= Adamastor Ocean =

Precambrian "proto-Atlantic" ocean in the Southern Hemisphere

The Adamastor Ocean was a "proto-Atlantic" ocean that formed with the break-up of the Rodinia supercontinent c. 780–750 Ma. It separated the Río de la Plata Craton from the Congo Craton. The inversion of the Adamastor Ocean began about 640 Ma with the development of a large back-arc basin along the western margin of the Kalahari Craton, and the ocean closed when Río de la Plata collided with Kalahari about 545 Ma along the sinistral Sierra Ballena Shear Zone. The São Francisco Craton and the Río de la Plata Craton amalgamated 630–620 Ma, closing the Adamastor Ocean on the South American side and forming the Mantiqueira Mountains around 600 Ma.

In 2020 a group of geologists proposed an alternative model for the Adamastor Ocean in which it is reduced to an intracontinental rift system with only some minor oceanic crust developing in its southern part.

== Etymology ==
South African geologist Chris Hartnady named the Precambrian ocean after the mythical giant Adamastor from Luís de Camões's poem Os Lusíadas which celebrates Vasco da Gama's discovery of the sea route to India.
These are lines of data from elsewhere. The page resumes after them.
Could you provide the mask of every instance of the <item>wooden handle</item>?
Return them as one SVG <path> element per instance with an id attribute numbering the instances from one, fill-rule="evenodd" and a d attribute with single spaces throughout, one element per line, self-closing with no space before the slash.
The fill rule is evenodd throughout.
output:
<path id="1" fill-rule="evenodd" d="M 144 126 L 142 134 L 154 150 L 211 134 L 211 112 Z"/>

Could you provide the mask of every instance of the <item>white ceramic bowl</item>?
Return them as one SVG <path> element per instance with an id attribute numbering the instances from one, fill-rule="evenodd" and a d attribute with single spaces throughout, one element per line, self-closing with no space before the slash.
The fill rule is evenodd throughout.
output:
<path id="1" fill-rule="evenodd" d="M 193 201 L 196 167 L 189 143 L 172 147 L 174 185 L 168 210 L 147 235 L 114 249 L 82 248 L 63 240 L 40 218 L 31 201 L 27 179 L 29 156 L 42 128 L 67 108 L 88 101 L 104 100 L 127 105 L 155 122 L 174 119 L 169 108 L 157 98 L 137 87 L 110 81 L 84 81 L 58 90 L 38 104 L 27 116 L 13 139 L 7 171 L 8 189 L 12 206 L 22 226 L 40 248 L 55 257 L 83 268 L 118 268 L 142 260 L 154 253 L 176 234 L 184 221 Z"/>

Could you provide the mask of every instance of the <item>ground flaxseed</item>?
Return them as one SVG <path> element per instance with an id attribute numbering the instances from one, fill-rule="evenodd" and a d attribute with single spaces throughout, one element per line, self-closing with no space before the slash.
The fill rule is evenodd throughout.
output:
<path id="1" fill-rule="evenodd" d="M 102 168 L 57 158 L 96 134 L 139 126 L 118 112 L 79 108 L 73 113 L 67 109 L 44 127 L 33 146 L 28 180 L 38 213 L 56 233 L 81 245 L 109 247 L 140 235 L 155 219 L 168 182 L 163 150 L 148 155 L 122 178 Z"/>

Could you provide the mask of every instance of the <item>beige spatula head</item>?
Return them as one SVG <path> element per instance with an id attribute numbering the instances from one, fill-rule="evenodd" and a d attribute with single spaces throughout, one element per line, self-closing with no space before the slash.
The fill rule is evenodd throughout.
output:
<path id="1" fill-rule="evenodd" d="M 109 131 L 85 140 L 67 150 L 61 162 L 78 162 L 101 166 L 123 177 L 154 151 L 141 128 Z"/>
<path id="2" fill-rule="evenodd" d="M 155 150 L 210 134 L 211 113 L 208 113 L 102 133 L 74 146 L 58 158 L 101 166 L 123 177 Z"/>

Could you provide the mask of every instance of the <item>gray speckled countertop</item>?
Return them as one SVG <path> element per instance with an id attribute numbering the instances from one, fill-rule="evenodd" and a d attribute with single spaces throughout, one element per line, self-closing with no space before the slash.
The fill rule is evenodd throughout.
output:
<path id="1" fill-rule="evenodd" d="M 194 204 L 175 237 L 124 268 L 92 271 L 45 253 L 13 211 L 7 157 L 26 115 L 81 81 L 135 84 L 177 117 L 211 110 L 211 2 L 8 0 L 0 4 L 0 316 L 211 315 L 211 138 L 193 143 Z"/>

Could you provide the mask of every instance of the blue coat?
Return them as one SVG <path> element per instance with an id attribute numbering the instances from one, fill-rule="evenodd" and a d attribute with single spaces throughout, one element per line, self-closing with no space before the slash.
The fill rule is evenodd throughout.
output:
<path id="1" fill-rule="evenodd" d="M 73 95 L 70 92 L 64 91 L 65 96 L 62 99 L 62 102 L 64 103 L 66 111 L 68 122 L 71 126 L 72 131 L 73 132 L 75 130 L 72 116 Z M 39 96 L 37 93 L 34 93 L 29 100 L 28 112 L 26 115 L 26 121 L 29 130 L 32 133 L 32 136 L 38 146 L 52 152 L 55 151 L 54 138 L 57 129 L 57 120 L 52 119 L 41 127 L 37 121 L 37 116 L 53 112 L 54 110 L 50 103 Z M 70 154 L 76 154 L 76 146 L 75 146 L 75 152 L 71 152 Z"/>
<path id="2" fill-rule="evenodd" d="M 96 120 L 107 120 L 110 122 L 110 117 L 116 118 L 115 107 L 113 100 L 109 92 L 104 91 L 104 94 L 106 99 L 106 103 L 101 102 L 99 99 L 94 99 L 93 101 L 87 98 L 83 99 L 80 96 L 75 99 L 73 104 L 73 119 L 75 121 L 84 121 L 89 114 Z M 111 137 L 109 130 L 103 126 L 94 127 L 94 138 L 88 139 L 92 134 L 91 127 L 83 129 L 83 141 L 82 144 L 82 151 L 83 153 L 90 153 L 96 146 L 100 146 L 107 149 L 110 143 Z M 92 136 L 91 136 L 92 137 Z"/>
Hartnady thought it an appropriate name since the demigod was transformed into stone and personified the Cape of Storms and since Atlas and Iapetus are associated with the oceans of the northern Atlantic, the North Atlantic Ocean and the Iapetus Ocean respectively.

== Geological history ==
The Adamastor Ocean was narrow in the north, perhaps similar to the Red Sea, but widened southward. Carbon isotope analyses indicate that the ocean water was strongly stratified and thus that it must have been a closed ocean, similar to the Mediterranean, but probably covered by ice during the Sturtian and Marinoan glaciations.

Ocean floor adjacent to the Marmora Terrane (near the Orange River in South Africa) formed c. 740–580 Ma, dates that represent the first rifting and the first accretion respectively. The Adamastor Ocean closed in three episodes: the Río de la Plata Craton first collided with the Congo Craton, which then collided with the Kalahari Craton, which finally collided with Río de la Plata.